Thanks for all your comments, and thanks, Kattie, for some up-to-date information about the UK. I know that everything is very different from the way it was when I was in school.
The general opinion in the UK seems to be that standards have fallen in education over the last few decades, and that young people today are not as well educated as their parents were.
Having said that, I have a friend who is the principal of a high school academy in Nottingham, and he assures me that today’s students are getting a much better education than we had. The problem with education is that every debate about it is highly politicised, so it’s difficult to know what is really going on.
I am encouraged to know that MEXT is thinking of getting rid of the Center Test, though. To start with, I don’t think multiple-choice tests are a good measure of people’s ability, and the Center is not even a well designed one. The sooner they get rid of it, the better.
As some of you mentioned, however, the main purpose of university entrance exams for private universities in Japan is to make money, so I don’t think we will be seeing those disappearing anytime soon. I think the situation could be made a lot better if Japanese companies were not so obsessed with what university a person graduated from. I always tell my students that what matters is not which university you go to, but what you do while you are there.
I know that some companies now are starting to leave the question about which university you go to off their application forms, so maybe things will change in the future. Whichever way you look at it, though, education and the testing of young people are difficult problems for which there is no easy answer.
Here is some feedback on your comments.
the college gave her a multiple choice to assess her Spanish.
I remember that when I was in school, if a teacher told us that we were going to have a multiple-choice test, everyone just laughed, and no one would even bother studying for it.
As for the English exam, I also went through it in newspaper today.
Hi Tsuneko, nice to hear from you again.
I tried to go through the whole questions too, but I failed it. I stopped with question 46 because I was very exhausted.
I tried to go through the whole paper too, but I couldn’t do it. I stopped at question 46 because I was exhausted.
Oh no! I sometimes leave a double space after full stops – these old habits can be hard to shake off!
Everyone who does this, please stop it immediately! It looks dreadful. (And gives away your age!)

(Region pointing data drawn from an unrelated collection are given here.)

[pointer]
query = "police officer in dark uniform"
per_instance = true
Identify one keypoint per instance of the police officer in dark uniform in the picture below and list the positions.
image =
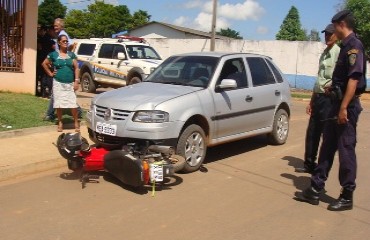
(349, 81)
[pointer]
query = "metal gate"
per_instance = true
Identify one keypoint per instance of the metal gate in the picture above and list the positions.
(11, 35)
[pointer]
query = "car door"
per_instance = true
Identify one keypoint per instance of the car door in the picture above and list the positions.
(232, 106)
(266, 92)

the one about American migration because the content was new to me(and for most examinees, I think), and thus I had to read through the whole text to answer the questions.

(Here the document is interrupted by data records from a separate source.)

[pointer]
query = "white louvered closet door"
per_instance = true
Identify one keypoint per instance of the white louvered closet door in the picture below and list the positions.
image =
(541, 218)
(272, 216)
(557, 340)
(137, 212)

I quite liked that one too, but there was another really stupid question in it apart from the one I mentioned before.
The main purpose of this passage is to… (a) describe various patterns in American migration (b) explain why some states are less popular than others, (c) list states with a high ratio of adults who were born there, (d) report how the Pew Research Center collected data. The title of the passage is “A study on state-to-state migration in the US.” You don’t need to read the passage at all. Actually, you don’t even need to understand any English. If you can recognise the word “migration” in the title and then spot it again in answer (a), you would get full marks. This should not be possible in a good test.
students seem to get better and better at passing the tests but I think most employers will agree that students are not better educated these days.
Something that puzzles me is that Japanese children always come near the top of league tables when they are compared with other countries, but I have never felt that Japanese adults are better educated than those in other countries. I really do not understand this.
Fortunately, I could pass my first choice university.
Fortunately, I got into my first choice university.
Actually, that is perfectly the reason why I said…
Actually, that is precisely the reason why I said…
If this reform was done, the differnces in academic ability among public schools might disappear or at least decrease
The problem with that idea is that you naturally get better schools in more wealthy areas and worse ones in more deprived areas.
For example, I wonder what kind of question or task or interview would be the best to find out students suitable to the medical profession.
A range of things, probably.
I can’t really remember why it has started in the first place….
I can’t really remember why it was introduced in the first place.
some students have to take test although they are not fine.
… even though they are not well. (A-Z: fine)
I don’t do the test yet
I haven’t done the test yet
I’m not opposing to the German system
I’m not opposed to the German system
However, I’ve been always thinking that…
However, I’ve always thought that…
They chose me in the different way from they do it for German students.
They chose me in a different way from the way they choose German students.
I agree with you, but then how the new system should be chnanged? Do you think the new system that the government have in mind at the moment would work well?
I’m afraid that new ideas never work in Japan because they go through so many committees, they end up getting watered down until they become totally ineffective.
Does “bar” mean law school?
I think “bar” meant “except” in Kattie’s comment.
First, they charge about 35,000 yen/per school(including national universities) just to take the test.
So Meiji is making 35,000 yen multiplied by 100,000 candidates. No wonder the salary is so good there!
That’s it for today. Have a nice weekend.